"Advancing NMR crystallography with chemical shift tensor predictions using modern electronic structure models"

Dr. Robbie J. Iuliucci, Professor of Chemistry

Washington & Jefferson College, Department of Chemistry

Host: Aaron Rossini, Karl Mueller, Frederic Perras 

Abstract:

NMR crystallography (NMRX) represents a powerful set of experimental and computational tools used to elucidate crystal structures. Typically, NMRX integrates solid-state NMR (SSNMR), X-ray diffraction (XRD), and computational methods to achieve a more detailed understanding of molecular-level structure than is possible using any of these techniques in isolation. This emerging approach is particularly valuable in the pharmaceutical industry, where crystal structure engineering can enhance active pharmaceutical ingredients or, when combined with crystal structure prediction, contribute to de novo drug development. Notably, structures of amorphous solids can be determined using only SSNMR and computational methods—an achievement largely inaccessible to diffraction-based techniques.

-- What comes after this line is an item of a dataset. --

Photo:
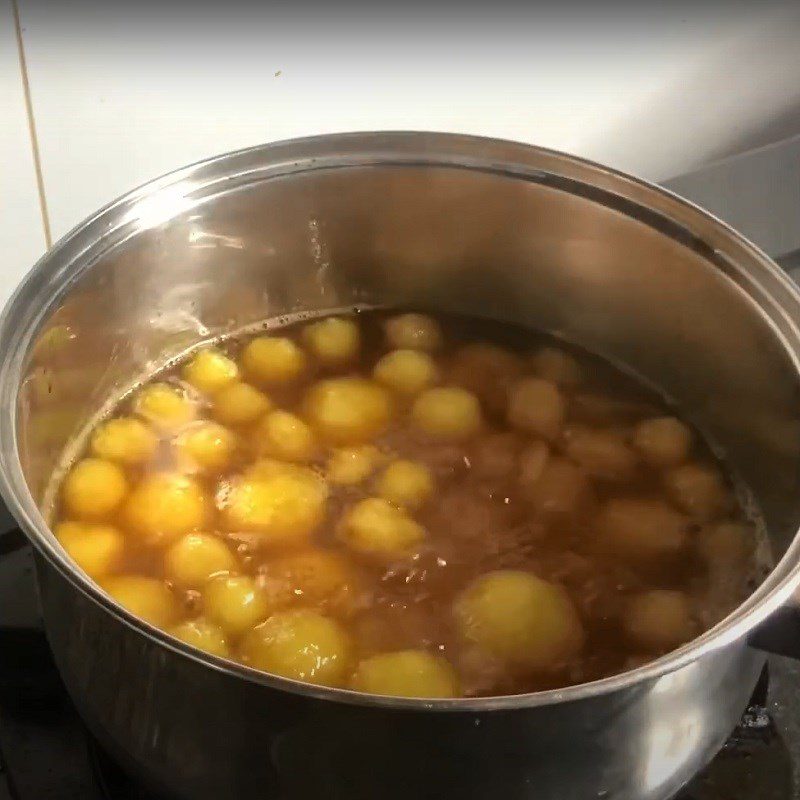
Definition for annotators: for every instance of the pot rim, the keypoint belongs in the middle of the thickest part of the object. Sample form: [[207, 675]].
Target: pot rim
[[47, 281]]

The chemical shift, an anisotropic property exceptionally sensitive to electronic structure, plays a central role in NMRX. However, its effectiveness in structure elucidation depends critically on accurate electronic structure modeling to interpret its rich spectral information. A key experimental advantage is that the principal components of the chemical shift tensor can be readily extracted from simple powdered solids. Computational models must not only accurately represent the local electronic environment of the nucleus but also account for the extended lattice of the microcrystalline solid.

To this end, the solid-state physics community has exploited the efficiency of plane-wave density functional theory (DFT), which, by satisfying the periodic boundary conditions of a crystal, captures the infinite lattice using only the atoms of the asymmetric unit cell. However, plane-wave DFT methods are generally limited to the generalized gradient approximation (GGA) level, which is insufficient for accurately modeling the local electronic structure around nuclei. An alternative is to mimic the infinite lattice using a finite molecular cluster, thereby enabling the use of hybrid DFT methods. To go beyond hybrid DFT, monomer molecules can be calculated using the highest feasible quantum chemical methods and used as corrections to improve the local electronic description. This multilayer approach now represents the state-of-the-art, enabling ¹³C chemical shift predictions in solids with accuracies approaching one ppm. This methodology will be illustrated by revisiting the crystal structure of naphthalene—one of the pioneering studies in NMRX more than 30 years ago. 

The recruitment and training of talented young scientists is critical for the United States to maintain its technological edge. This talk will also highlight the contributions of undergraduate researchers at a small, modest, private liberal arts college. One recent success includes the discovery of a previously unknown crystalline form of the simplest dipeptide, glycylglycine, whose hydrochloride salt forms a short, strong hydrogen bond of 1.23 Å. A second example involves a polymorph screening of the cancer drug erlotinib, which serendipitously yielded a zinc chloride metal complex with potential for enhanced bioavailability.